Last year, the Alien Times spearheaded a petition drive to encourage the city of Tsukuba to establish an immigration office. About 1000 signatures were presented to the city, and last fall, the city officially adopted the petition as its own position. They are presently petitioning the national government to set up a local immigration office to meet the needs of the foreign community in Tsukuba. Hopefully it won't be long before the long and inconvenient trips to Hitachi or Otemachi will for the most part be a thing of the past.
Another area of concern for the international community is the difficulty particularly newcomers have in getting around the city. As there are two areas that we feel petitions could be an impetus for change, there are two separate petitions to sign.
The first involves the bus system, which is run by a private company. For several years, requests have been made to Kantetsu to at least put numbers on buses and bus routes. At present the only place where bus destinations are written in western alphabet is at the main terminal (Tsukuba Bus Center). On the buses themselves and on the signs at all other bus stops, all bus and route identifications are in Japanese only. Since the drivers rarely (if ever) speak English, it is not uncommon for foreigners to find themselves at a loss as to which bus to get on. It seems like such an obvious thing for the bus system of "the international city" to do, and yet this simple act of internationalization has yet to be accomplished. Thus, a petition to get the bus company's attention is needed.

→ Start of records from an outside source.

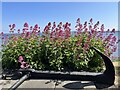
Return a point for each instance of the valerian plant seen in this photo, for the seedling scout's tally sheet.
(57, 47)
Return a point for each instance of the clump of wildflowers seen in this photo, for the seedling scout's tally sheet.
(56, 47)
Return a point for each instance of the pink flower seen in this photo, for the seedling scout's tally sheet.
(22, 66)
(10, 26)
(20, 59)
(15, 39)
(113, 31)
(49, 24)
(26, 25)
(18, 30)
(30, 27)
(28, 34)
(78, 20)
(91, 20)
(86, 46)
(2, 33)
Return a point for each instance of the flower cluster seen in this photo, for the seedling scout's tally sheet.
(23, 64)
(56, 47)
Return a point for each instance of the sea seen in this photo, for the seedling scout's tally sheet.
(114, 55)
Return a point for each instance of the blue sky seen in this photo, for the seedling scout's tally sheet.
(43, 12)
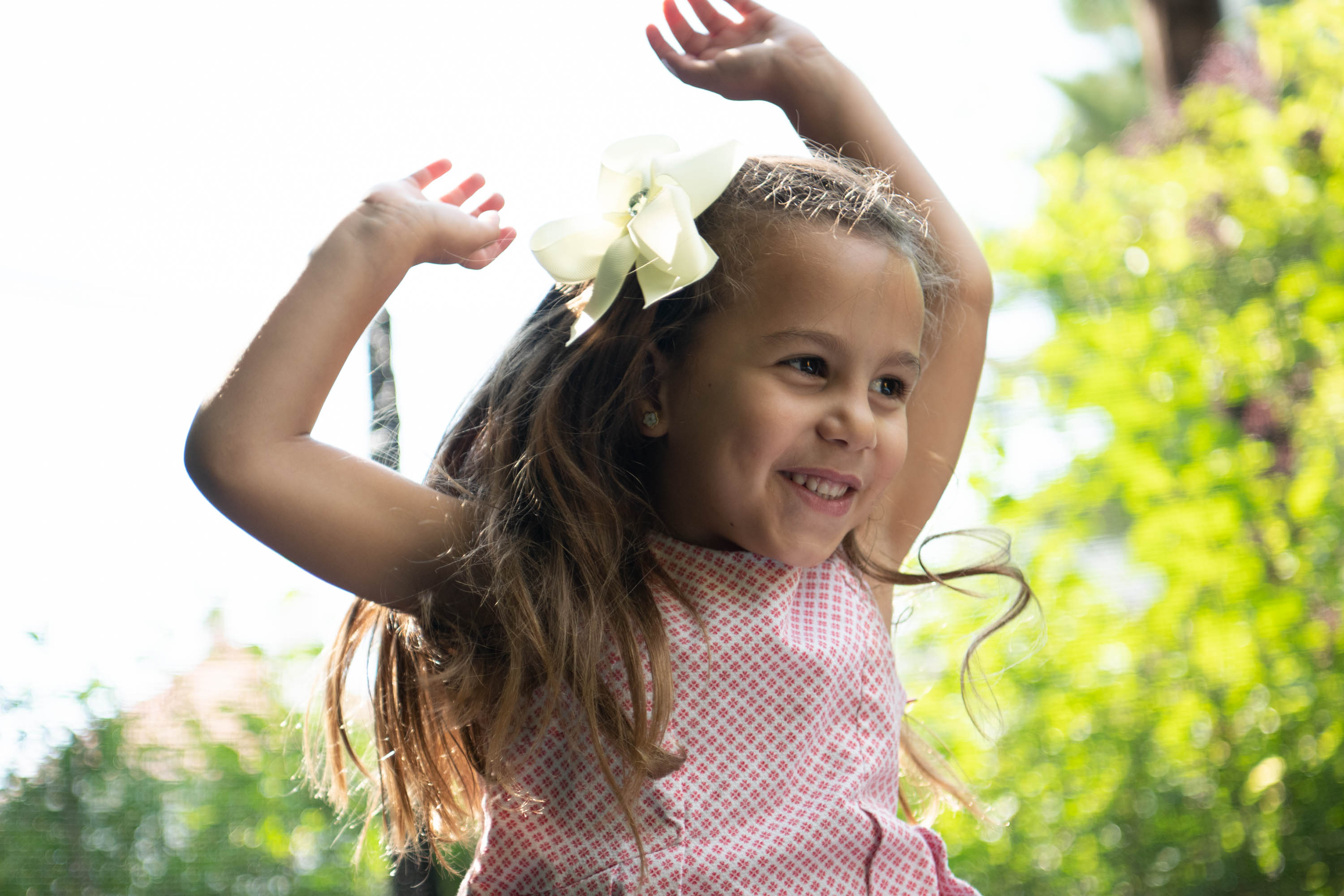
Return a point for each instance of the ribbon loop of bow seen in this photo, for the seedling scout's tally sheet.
(650, 194)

The other petition involves the naming of streets. One fact of life in Japan that all foreigners (and even the Japanese) find frustrating is the difficulty in finding some place of describing to someone else how to find it. The big streets like Higashi Odori have names with street signs, but to find anything in between, you are pretty well limited to describing landmarks. ("Turn right at the Seven Eleven and go to the third street. Turn left and look for the third apartment on the right"). The main problem with such a system is that it is awfully easy to get lost. There are, for instance, a lot of Seven Elevens out there, and if at any point you make a wrong turn, it is very difficult to figure out where you are or what to do.
Recently, the city has, for some reason, named one average street and even put up a street sign. The street that runs from the Chinrai Ramen place on Higashi Odori one light south of Minami Odori and in front of Ninomiya Park (a good example of how we have to describe a place here in Japan) is now called "Sengen Dori". That is what needs to be done to all of the streets in Tsukuba. It would be one more relatively inexpensive step towards true internationalization.

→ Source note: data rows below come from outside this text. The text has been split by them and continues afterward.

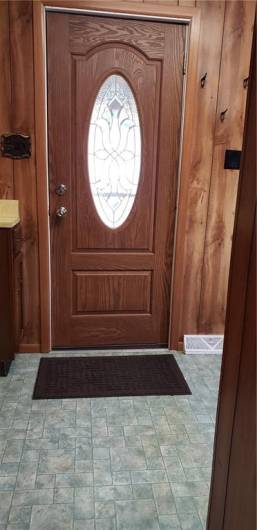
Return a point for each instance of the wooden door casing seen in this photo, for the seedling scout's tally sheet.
(112, 287)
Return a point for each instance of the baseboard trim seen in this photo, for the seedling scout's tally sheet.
(29, 348)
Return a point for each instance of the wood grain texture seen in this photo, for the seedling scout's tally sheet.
(188, 290)
(109, 291)
(187, 3)
(22, 120)
(232, 496)
(150, 42)
(39, 48)
(239, 19)
(98, 317)
(6, 164)
(166, 8)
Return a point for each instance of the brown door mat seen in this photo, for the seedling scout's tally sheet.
(91, 377)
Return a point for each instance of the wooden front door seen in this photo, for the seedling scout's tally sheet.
(114, 113)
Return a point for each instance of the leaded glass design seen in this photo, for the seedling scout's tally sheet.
(114, 151)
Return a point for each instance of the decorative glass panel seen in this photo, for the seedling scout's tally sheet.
(114, 151)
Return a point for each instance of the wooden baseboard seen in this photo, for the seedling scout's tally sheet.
(29, 348)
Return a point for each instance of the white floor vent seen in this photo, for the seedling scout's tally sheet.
(203, 344)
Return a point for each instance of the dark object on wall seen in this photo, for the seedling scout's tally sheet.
(134, 375)
(16, 146)
(10, 299)
(232, 159)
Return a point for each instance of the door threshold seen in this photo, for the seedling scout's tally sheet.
(108, 351)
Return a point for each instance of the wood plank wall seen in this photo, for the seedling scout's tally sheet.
(226, 31)
(200, 287)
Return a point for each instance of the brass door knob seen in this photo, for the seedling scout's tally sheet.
(62, 211)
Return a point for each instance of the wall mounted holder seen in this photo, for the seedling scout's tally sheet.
(16, 146)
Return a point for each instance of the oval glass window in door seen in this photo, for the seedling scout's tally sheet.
(114, 151)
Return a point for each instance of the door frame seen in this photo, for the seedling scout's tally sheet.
(144, 11)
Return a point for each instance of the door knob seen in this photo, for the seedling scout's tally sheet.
(60, 189)
(62, 211)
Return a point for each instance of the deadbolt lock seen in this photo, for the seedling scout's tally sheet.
(61, 212)
(60, 189)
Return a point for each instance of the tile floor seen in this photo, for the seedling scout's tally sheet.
(134, 463)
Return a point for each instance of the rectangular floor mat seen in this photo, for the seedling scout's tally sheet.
(91, 377)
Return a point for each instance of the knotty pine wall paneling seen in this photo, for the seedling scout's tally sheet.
(6, 164)
(235, 64)
(188, 273)
(22, 120)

One suggestion that has been made in the past that would be appropriate to the "Science City" is to assign the naming of a street to each of the national institutes who would then poll their own scientists to name that street in honor of a famous scientist in their field. Not only would that add to the science atmosphere of the city, but it would also foster an appreciation for history. Imagine being able to tell someone that you'll meet them at the corner of Einstein and Newton Streets! But even if that is judged to be a bit much, having streets like "Cherry Blossom Lane" and "Maple Street" (in Japanese, of course) would be just fine. Anything, in fact, would do just as long as it is a recognizable name.